Topping bidders typically must:

  • Offer a sufficient premium to justify the break fee and switching costs
  • Demonstrate financing certainty (committed funding)
  • Address regulatory concerns (antitrust clearance capability)
  • Provide comparable or better deal terms beyond just price

Strategic Dynamics

For Target Shareholders

Topping bids are generally positive — they increase the price and create competition:

  • Original shareholders benefit from the bidding war
  • Risk arbitrage investors may accumulate shares in anticipation of further price increases
  • Shareholder activists may publicly advocate for the higher offer

For the Original Bidder

The original bidder faces a difficult decision:

  • Match or exceed — raise the offer, potentially overpaying (the “winner’s curse”)
  • Walk away — lose the target but receive the termination fee
  • Negotiate — seek improved terms beyond price (deal structure, conditions, timing)

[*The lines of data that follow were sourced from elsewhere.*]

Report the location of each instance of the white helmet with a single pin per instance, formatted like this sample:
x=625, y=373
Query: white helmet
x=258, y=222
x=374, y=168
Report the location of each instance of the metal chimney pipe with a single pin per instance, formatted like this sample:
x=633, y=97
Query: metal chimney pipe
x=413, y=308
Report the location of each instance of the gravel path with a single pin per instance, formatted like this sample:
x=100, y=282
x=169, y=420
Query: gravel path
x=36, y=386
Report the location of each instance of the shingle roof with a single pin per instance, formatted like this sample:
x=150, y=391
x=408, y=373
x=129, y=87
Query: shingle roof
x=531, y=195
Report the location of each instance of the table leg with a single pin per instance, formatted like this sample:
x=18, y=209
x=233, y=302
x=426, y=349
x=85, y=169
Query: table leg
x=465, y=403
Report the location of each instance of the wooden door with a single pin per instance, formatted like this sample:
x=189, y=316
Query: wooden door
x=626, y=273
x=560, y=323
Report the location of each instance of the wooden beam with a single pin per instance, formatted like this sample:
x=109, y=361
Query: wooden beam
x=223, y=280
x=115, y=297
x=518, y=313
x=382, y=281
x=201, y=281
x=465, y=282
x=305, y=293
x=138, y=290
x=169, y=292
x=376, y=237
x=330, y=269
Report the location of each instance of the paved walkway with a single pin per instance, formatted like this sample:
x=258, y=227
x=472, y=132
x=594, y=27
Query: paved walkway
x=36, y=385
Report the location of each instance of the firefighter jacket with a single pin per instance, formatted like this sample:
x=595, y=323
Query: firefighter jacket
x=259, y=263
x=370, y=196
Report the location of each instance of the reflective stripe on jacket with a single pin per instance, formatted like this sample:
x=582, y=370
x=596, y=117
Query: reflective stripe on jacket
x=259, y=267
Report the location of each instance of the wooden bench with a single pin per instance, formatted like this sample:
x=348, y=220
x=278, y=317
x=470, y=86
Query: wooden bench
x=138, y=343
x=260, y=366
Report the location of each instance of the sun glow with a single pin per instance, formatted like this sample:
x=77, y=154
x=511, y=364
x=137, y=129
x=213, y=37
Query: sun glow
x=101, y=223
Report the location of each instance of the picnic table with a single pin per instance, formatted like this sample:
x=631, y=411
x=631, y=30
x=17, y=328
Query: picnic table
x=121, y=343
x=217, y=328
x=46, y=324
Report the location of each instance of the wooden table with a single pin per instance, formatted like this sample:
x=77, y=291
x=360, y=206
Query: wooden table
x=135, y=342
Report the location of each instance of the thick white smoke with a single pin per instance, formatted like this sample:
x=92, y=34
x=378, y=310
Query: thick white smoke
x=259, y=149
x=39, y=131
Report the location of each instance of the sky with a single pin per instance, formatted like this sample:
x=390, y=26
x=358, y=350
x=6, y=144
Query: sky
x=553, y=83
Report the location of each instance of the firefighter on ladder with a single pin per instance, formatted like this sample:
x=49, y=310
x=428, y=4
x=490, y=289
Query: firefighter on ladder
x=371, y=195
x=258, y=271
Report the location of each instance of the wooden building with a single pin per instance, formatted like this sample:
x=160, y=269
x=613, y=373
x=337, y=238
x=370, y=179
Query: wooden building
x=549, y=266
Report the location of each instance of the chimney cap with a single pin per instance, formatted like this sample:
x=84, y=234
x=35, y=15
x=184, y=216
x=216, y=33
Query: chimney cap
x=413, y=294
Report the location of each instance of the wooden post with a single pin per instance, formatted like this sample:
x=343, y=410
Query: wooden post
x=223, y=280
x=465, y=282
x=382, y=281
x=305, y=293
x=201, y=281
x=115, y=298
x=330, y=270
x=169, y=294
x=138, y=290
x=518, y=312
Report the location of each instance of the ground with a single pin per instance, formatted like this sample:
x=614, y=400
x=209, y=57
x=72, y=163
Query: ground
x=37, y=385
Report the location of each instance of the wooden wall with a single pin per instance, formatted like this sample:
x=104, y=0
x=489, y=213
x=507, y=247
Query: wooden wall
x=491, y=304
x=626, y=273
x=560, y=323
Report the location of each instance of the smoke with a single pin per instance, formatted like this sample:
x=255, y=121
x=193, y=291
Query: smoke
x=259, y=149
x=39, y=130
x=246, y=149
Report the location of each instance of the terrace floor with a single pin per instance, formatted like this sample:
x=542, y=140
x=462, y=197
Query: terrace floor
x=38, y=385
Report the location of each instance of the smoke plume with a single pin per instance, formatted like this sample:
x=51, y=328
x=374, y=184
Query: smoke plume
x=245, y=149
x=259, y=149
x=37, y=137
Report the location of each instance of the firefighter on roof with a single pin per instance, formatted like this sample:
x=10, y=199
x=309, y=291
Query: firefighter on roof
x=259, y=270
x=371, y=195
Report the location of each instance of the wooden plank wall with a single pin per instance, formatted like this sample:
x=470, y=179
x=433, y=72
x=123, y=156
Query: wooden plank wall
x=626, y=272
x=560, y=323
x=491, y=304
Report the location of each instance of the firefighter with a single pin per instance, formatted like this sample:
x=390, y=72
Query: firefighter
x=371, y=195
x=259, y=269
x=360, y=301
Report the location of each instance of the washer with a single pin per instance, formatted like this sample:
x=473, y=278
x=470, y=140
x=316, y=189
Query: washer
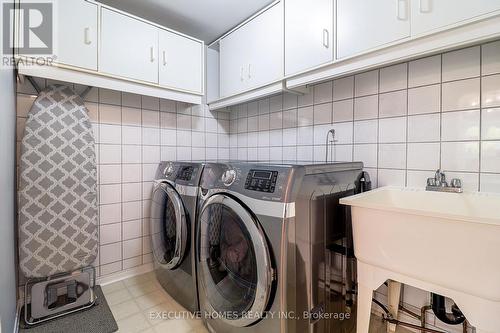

According to analysis by JPMorgan, approximately 5-10% of announced public company M&A transactions attract a topping bid, with the average final premium in contested situations being 15-25% higher than the initial agreed price.

APAC Context

Australia — the Australian scheme of arrangement framework provides a structured environment for topping bids. The Takeovers Panel ensures that competing bidders have a reasonable opportunity to make offers, and target boards retain fiduciary obligations to consider superior proposals. Break fee limits of 1% make topping bids less costly for competing bidders.

Japan — topping bids in Japan have become more common as the M&A market becomes more competitive. The 2023 METI M&A Guidelines encourage target boards to consider competing offers and discourage deal protection measures that preclude superior proposals.

India — SEBI’s Takeover Regulations establish a framework for competing bids in public company acquisitions. A competing offer must be made within 15 working days of the first bid and must be at a price at least equal to the original offer.

“Topping bids are the market’s mechanism for ensuring that target shareholders receive fair value,” notes Daniel Bae, founder of Amafi. “In APAC, where competitive bidding is becoming more common, the dynamics of topping bids are increasingly important for all deal participants.”